The “Land Use for Net Zero” (LUNZ) Hub, co-led led by The James Hutton Institute and the University of Leicester, will provide evidence around land use, from renewable energy to soil carbon and green finance, to help drive the land transformations needed to achieve net zero by 2050.
Made up of 34 leading research and stakeholder organisations - including Forest Research - and established with £6.5 million funding from UK Research and Innovation, it will also play a pivotal role in helping to communicate more widely the critical importance of land and how it’s used as a major carbon sink or source.
Forestry minister Rebecca Pow said: "The way we use our land has important impacts across society, helping to produce the food we eat, provide habitats for wildlife and contributing to net zero by acting as a carbon store.
"The Land Use for Net Zero consortium will help us to develop the knowledge needed to make the best possible use of our land.
"Balancing the priorities in land use while working towards net zero requires careful consideration of the needs of different sectors, which is why we need this kind of collaboration and knowledge sharing to ensure that we can make land use work for people and for net zero."

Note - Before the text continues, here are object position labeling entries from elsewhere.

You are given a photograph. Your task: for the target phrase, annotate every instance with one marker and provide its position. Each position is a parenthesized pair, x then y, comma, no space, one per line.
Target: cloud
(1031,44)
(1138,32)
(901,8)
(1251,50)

Agriculture and land use have a major impact on greenhouse gas (GHG) emissions, as well as a wide range of other environmental, societal and economic outcomes, but progress towards decarbonisation is lagging behind other sectors.

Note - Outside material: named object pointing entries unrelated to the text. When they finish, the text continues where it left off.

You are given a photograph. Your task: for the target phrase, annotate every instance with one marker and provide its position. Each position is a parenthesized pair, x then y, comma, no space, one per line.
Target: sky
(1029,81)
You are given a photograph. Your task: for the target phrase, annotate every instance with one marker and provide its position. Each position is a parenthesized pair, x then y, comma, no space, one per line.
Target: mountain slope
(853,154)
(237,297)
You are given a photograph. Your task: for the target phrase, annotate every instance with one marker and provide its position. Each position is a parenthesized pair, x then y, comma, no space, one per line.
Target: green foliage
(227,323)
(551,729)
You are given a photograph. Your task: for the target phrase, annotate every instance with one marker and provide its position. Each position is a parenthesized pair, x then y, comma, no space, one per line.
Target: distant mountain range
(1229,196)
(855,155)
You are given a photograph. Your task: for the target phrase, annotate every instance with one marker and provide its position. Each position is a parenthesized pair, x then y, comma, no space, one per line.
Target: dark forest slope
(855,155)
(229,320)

The declaration recently announced at COP28 on sustainable agriculture, resilient food systems and climate action states the UK government’s intent to act on land use and climate change by increasing public financial support and scaling science-based solutions, and LUNZ will be a key conduit for these actions.
Achieving the transformational change in land management needed will depend on government access to world-class research and innovation and a novel approach to collaboration across a variety of critical stakeholders.
Hub co-lead, Professor Lee-Ann Sutherland (The James Hutton Institute), said: “The science behind land use is highly complex. It is influenced by a range of economic, social and environmental factors, and complicated further by a changing evidence base, novel market forces, the emergence of new data and models, and disruptive technologies such as artificial intelligence.
"Our aim is to bridge the gap between researchers and policy makers and our work will be focused on meeting specific policy-maker needs, giving them the evidence they need in the format and timeframe they need it."
At the heart of the challenge is understanding how transformative change can be achieved and predicting the impact of proposed approaches against multiple environmental, societal and economic outcomes.
A central strand of the Hub’s approach will be the development of plausible and innovative net zero scenarios and associated pathways – novel tools based on advanced modelling methodologies that can predict the impacts of different policy interventions across a variety of metrics.